One option would be to insert (key, value) tuples into the heap. However, that won't work if the values throw an exception when compared (they will be compared in the case of a tie between keys).

A second option would be to define a __lt__ (less-than) method in the class that will use the appropriate attribute to compare the elements for sorting. However, that might not be possible if the objects were created by another package or if you need them to compare differently elsewhere in the program.

A third option would be to use the sortedlist class from the blist module (disclaimer: I'm the author). The constructor for sortedlist takes a key parameter that lets you specify a function to return the sort key of an element, similar to the key parameter of list.sorted and sorted.

Daniel Stutzbach
I removed my previous comment since my issue with `blist` was probably a PEBCAK (again thanks for your module), so I only duplicate the first part of the previous comment: It's always possible to define a class with an `__lt__` either through subclassing or through encapsulation.
ΤΖΩΤΖΙΟΥ
+1  A: 

heapq sorts objects the same way list.sort does, so just define a method __cmp__() within your class definition, which will compare itself to another instance of the same class:

def __cmp__(self, other):
    return cmp(self.intAttribute, other.intAttribute)

Works in Python 2.x.

In 3.x use:

def __lt__(self, other):
    return self.intAttribute < other.intAttribute
eumiro
`__cmp__` is gone in 3.x.
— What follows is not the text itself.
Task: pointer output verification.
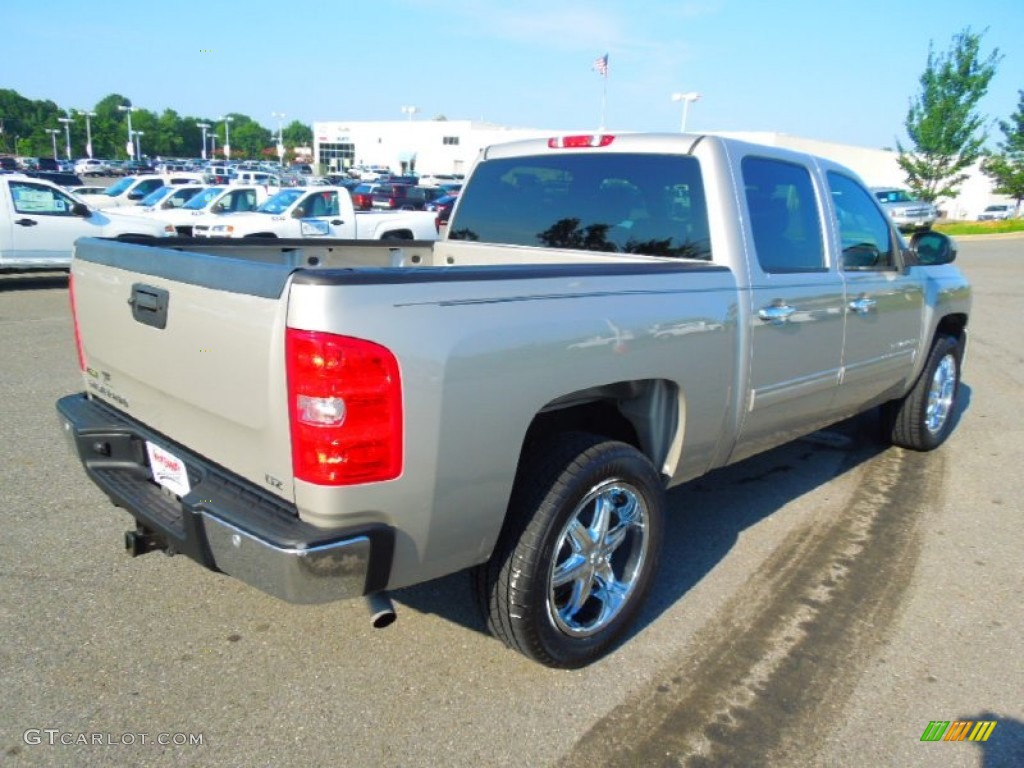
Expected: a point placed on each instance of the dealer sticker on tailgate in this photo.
(168, 469)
Use `__lt__` instead.
Daniel Stutzbach
@Daniel, thanks
eumiro
`__lt__` works in Python 2 also, so it's better to just avoid `__cmp__` altogether.
Daniel Stutzbach
Just as you can tell any sort to sort based on a criteria other than the object's natural sorting (eg. `cmp` and `key` for `sort`), you should be able to tell `heapq` to sort based on a different key. In other words, you shouldn't have to *redefine the object itself* to change a particular data structure holding it; you should be able to just tell the data structure itself. This is a notable fundamental piece missing from the `heapq` API.
Glenn Maynard
A: 

According to 8.4.1 of http://docs.python.org/library/heapq.html, you can use tuples, and it will sort by the first element of the tuple:

>>> h = []
>>> heappush(h, (5, 'write code'))
>>> heappush(h, (7, 'release product'))
>>> heappush(h, (1, 'write spec'))
>>> heappush(h, (3, 'create tests'))
>>> heappop(h)
(1, 'write spec')

So if you don't want to (or can't?) do a __cmp__ method, you can manually extract your sorting key at push time.